I’ve been on the road for more than 15 years, playing mostly small clubs and house shows. It’s not an exaggeration to say my career has been built a fan at a time – I’ve been able to do this for a living largely because of the kindness of people who have seen me play and bought a CD or helped me with a show the next time I came to town. That refrain, “Friend and a friend and another friend” is really the refrain of my whole career.
A couple notes about specific lines of the song: Molly and I both had our Martin guitars out when we wrote that day, which inspired my favorite line “I got a big dream, and a worn out D-18”. My main guitar is a Martin D-18V, which I bought new at Dusty Strings in Seattle in 1999. It looks a lot older than its 18 years, because I’ve lovingly beat the shit out of it through about 1800 shows. “Ford Econoline” is an oblique reference to my favorite Neil Young song, “Tonight’s the Night”, and “Walking on the Wild West End” is both a tribute to a great Dire Straits song and a well-known street in Nashville.
As with all the songs on Thousand Springs, I produced “Friend and a Friend” myself. I recorded the guitar parts in the town where I grew up — Twin Falls Idaho — setting up the gear in this mechanical elevator at my dad’s old mortuary. The elevator is a hundred years old, made to transport caskets from the embalming room to the main parlor floor. I have happy memories as a little kid, watching the big pulleys turn and hearing metallic groan of the gears cranking overhead while my dad and I slowly descended into the basement. Here is a photo of me in the mortuary elevator.”
I spent the next week playing shows in Idaho and Oregon, and then I stopped by my friend Anna Tivel’s house in Corvallis, Washington. She played fiddle and sang backup vocals, and then her partner Jeffrey Martin added his own husky vocal to the long refrain.
A few weeks later, I was in Austin Texas. I recorded Andrew Pressman on electric bass at his house, and sat down with Anthony da Costa on electric guitar the next day. The spot where we recorded the electric was tight and I remember stacking Anthony’s amp on one of those carpeted cat trees people have. Anthony was a good sport about it.
After Austin, I brought the tracks back to Nashville where Alex Wong added a drum part in his living room. Finally, full circle, Molly came over to my house and sang one more background vocal.

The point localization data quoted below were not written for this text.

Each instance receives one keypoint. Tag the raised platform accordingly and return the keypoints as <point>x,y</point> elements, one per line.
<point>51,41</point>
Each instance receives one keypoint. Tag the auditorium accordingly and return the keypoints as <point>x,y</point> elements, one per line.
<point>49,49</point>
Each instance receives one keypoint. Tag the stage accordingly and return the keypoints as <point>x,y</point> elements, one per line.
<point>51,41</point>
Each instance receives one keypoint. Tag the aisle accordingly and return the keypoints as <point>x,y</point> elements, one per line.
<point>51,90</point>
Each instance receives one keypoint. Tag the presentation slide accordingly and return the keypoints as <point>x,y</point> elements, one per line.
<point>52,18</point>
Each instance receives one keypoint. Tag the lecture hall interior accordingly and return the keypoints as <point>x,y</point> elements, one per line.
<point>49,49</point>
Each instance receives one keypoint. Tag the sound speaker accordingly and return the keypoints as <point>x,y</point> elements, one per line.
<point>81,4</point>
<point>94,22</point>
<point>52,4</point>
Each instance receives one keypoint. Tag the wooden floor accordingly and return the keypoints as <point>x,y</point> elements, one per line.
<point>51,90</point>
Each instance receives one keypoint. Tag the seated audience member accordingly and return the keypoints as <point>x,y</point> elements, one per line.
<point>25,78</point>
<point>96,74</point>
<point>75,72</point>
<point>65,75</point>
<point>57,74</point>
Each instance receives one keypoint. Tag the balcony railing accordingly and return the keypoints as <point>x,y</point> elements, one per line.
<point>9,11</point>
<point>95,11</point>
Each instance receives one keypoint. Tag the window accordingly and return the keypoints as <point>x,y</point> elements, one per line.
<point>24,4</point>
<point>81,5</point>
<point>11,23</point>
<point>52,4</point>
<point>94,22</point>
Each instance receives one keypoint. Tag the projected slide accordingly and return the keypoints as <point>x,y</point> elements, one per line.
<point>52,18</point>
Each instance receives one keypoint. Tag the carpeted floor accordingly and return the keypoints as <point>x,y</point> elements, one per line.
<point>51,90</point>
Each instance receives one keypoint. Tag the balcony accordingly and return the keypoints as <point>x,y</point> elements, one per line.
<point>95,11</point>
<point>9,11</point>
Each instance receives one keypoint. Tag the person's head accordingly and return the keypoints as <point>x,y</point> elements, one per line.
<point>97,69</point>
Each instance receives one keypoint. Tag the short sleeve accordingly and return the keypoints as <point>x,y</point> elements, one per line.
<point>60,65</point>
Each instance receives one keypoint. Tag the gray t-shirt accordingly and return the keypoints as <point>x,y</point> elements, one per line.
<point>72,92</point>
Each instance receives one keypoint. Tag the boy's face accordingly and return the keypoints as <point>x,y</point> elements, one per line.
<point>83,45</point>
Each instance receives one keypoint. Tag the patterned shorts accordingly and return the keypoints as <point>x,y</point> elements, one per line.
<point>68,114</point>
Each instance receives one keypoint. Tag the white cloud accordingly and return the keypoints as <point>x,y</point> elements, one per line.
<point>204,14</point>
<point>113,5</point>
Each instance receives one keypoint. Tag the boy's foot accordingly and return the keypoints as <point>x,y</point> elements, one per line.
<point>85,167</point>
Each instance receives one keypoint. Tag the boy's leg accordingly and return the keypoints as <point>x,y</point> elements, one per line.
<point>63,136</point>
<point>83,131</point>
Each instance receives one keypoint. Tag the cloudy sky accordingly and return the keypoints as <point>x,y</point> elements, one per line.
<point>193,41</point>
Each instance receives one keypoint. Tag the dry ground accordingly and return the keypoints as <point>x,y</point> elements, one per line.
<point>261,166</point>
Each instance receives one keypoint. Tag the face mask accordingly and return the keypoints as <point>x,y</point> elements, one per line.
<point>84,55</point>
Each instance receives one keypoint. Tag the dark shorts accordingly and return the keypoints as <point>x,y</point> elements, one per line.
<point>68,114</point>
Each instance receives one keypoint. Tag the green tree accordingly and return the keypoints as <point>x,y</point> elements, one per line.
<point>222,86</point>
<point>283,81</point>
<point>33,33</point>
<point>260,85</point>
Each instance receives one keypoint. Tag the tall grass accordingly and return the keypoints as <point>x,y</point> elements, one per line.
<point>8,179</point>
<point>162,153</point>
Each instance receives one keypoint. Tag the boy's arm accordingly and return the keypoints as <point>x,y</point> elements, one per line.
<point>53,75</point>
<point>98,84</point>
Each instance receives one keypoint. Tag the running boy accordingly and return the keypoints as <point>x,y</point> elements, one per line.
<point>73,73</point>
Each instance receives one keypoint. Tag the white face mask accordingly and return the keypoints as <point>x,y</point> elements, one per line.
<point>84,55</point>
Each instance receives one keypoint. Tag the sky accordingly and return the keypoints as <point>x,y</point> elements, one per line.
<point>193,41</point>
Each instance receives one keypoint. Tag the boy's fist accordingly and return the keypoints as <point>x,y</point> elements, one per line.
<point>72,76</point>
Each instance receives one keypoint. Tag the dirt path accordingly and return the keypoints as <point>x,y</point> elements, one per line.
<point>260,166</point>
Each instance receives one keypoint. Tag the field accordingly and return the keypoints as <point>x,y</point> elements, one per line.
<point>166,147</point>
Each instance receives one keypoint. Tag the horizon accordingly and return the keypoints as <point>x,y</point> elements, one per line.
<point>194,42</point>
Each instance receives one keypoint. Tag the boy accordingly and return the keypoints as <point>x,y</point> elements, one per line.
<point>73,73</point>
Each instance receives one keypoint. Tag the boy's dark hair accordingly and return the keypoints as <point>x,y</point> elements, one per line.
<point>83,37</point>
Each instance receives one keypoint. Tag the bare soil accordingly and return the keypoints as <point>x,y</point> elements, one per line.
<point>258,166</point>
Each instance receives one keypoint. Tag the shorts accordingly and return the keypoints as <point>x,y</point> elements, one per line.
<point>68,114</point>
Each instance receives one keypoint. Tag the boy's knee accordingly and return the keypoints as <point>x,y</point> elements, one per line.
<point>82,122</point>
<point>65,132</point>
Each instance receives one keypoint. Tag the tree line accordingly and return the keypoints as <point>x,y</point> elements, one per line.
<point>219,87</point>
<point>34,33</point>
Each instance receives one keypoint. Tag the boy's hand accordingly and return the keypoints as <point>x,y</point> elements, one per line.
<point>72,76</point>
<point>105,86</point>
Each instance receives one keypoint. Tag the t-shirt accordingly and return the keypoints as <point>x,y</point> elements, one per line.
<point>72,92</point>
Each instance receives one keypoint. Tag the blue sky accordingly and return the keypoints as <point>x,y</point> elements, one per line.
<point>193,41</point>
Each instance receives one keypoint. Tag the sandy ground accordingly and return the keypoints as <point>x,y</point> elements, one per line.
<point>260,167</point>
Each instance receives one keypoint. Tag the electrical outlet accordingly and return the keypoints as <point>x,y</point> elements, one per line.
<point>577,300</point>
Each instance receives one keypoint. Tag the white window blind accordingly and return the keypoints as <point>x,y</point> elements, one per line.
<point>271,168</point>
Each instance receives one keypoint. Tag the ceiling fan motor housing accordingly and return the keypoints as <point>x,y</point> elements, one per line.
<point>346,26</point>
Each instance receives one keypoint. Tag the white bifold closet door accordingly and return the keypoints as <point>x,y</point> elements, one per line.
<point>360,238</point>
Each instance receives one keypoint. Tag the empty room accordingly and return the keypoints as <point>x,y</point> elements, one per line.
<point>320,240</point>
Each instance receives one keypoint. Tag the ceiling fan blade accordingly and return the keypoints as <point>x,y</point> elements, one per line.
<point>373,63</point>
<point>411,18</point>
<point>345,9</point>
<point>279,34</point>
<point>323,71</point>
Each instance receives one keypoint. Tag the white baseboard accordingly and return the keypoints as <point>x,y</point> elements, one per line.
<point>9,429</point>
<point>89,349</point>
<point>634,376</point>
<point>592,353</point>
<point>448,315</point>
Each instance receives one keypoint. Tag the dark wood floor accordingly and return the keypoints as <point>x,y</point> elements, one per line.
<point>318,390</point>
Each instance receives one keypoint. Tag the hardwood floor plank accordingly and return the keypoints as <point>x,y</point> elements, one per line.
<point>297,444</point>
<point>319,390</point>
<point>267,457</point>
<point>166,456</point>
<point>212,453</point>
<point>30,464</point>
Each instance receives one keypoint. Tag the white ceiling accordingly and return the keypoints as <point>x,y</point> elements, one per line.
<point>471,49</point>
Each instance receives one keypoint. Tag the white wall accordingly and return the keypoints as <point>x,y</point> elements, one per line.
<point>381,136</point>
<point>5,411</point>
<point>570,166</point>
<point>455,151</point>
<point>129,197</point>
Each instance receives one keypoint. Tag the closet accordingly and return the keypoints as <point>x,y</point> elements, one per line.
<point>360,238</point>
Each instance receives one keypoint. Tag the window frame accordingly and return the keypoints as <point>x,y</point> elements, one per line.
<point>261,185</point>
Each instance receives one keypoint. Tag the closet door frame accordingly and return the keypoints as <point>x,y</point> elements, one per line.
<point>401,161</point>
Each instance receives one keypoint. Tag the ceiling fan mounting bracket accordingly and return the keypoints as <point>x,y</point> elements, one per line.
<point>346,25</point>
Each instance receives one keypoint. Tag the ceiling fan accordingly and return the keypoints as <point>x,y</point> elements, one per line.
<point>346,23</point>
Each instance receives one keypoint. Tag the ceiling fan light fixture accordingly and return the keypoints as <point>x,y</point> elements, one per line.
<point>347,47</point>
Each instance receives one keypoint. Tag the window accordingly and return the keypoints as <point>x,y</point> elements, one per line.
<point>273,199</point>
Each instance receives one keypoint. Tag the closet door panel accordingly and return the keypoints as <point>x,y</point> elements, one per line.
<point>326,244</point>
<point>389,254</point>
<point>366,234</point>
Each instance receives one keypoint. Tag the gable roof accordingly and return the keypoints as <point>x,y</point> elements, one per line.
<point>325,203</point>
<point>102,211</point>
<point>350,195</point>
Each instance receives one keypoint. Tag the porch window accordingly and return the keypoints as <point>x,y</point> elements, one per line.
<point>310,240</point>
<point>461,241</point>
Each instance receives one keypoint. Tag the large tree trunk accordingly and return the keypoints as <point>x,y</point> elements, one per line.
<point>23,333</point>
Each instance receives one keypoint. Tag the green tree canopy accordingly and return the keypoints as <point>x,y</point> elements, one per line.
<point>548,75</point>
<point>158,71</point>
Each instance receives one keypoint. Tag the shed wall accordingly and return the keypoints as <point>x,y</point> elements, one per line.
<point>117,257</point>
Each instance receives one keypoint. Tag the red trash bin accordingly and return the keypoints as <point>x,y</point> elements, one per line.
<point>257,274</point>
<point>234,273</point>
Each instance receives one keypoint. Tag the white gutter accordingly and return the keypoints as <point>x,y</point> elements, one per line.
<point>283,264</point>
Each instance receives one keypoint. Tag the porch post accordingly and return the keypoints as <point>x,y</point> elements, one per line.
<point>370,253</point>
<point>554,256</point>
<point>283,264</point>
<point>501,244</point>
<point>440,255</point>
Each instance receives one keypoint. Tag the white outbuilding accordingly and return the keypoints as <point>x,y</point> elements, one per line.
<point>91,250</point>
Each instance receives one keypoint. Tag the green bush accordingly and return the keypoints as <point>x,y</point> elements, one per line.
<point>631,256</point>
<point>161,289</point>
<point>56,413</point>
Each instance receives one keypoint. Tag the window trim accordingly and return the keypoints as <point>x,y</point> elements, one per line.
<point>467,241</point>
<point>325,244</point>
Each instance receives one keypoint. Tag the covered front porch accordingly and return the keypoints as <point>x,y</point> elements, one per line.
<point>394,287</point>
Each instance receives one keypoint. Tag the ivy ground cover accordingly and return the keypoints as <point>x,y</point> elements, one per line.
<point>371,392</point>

I had what I needed.
I took polaroids of everyone involved as a kind of personal souvenir. I didn’t realize it when I was planning it all out, but one of the best things about making my record this way was that I got to spend some one-on-one time with people I love and admire. I’m not that great in groups, and I’m pretty bad at small talk, but putting these songs together, over months and distances, allowed me to create something in a intimate way, with just one person at a time. I was really just making it up as I went along, which made for a pretty bold surprise at every step.